Palestra de Sardenberg: Os muitos obstáculos da economia
- Artigos em destaque na home: Nenhum
Embora a situação econômica do país seja muito superior à dos últimos dois anos, há muitos obstáculos a serem superados para que entre numa fase de estabilidade. O principal problema é que o governo continua gastar mais do que ganha e, continuando assim, nunca vai apresentar uma situação econômica confortável. Essa afirmação foi feita ontem em Curitiba, pelo jornalista Carlos Alberto Sardenberg, em palestra aos dirigentes do Sicredi, sob o tema "Brasil, recuperação e obstáculos". Adiante apresentamos a continuidade de resumo de sua fala, mostrada ontem neste informativo.

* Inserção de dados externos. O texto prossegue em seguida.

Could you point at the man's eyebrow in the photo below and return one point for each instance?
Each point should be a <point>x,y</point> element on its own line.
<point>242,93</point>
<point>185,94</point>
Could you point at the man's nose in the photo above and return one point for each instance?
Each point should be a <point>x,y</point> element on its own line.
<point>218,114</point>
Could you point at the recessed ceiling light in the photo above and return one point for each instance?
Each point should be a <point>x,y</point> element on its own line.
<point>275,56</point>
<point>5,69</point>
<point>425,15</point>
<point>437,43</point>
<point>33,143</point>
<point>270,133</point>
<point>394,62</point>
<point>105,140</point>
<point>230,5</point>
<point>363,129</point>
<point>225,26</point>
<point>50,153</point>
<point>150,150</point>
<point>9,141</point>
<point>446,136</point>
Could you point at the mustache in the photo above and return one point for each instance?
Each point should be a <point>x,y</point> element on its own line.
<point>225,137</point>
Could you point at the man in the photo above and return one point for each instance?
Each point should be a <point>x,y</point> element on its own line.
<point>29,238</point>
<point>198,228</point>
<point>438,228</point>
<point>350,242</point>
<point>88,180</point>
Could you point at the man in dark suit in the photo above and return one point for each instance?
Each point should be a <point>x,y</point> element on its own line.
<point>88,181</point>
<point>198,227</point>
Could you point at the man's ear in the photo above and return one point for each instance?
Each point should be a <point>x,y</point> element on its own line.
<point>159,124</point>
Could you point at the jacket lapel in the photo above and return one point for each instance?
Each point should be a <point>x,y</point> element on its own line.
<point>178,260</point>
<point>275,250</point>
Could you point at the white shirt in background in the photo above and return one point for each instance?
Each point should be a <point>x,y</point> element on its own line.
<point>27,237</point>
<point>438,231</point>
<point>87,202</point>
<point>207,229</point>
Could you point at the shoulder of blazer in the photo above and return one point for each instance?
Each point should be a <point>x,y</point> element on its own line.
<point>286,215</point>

A situação é melhor, mas o pessimismo aumentou - A situação econômica atual é melhor que dos dois últimos anos, mas ainda assim não cria novos empregos, pois as empresas estão utilizando a mesma estrutura para aumentar a produção. Ainda não estão seguras para contratar mais gente. É resultado do pessimismo que se instalou, uma vez que as perspectivas positivas do final do ano passado não se concretizaram. O perigo é Lula ficar impaciente ao ponto de tomar atitudes populistas diante desta crise, mudando tudo, mas com reflexos negativos na economia.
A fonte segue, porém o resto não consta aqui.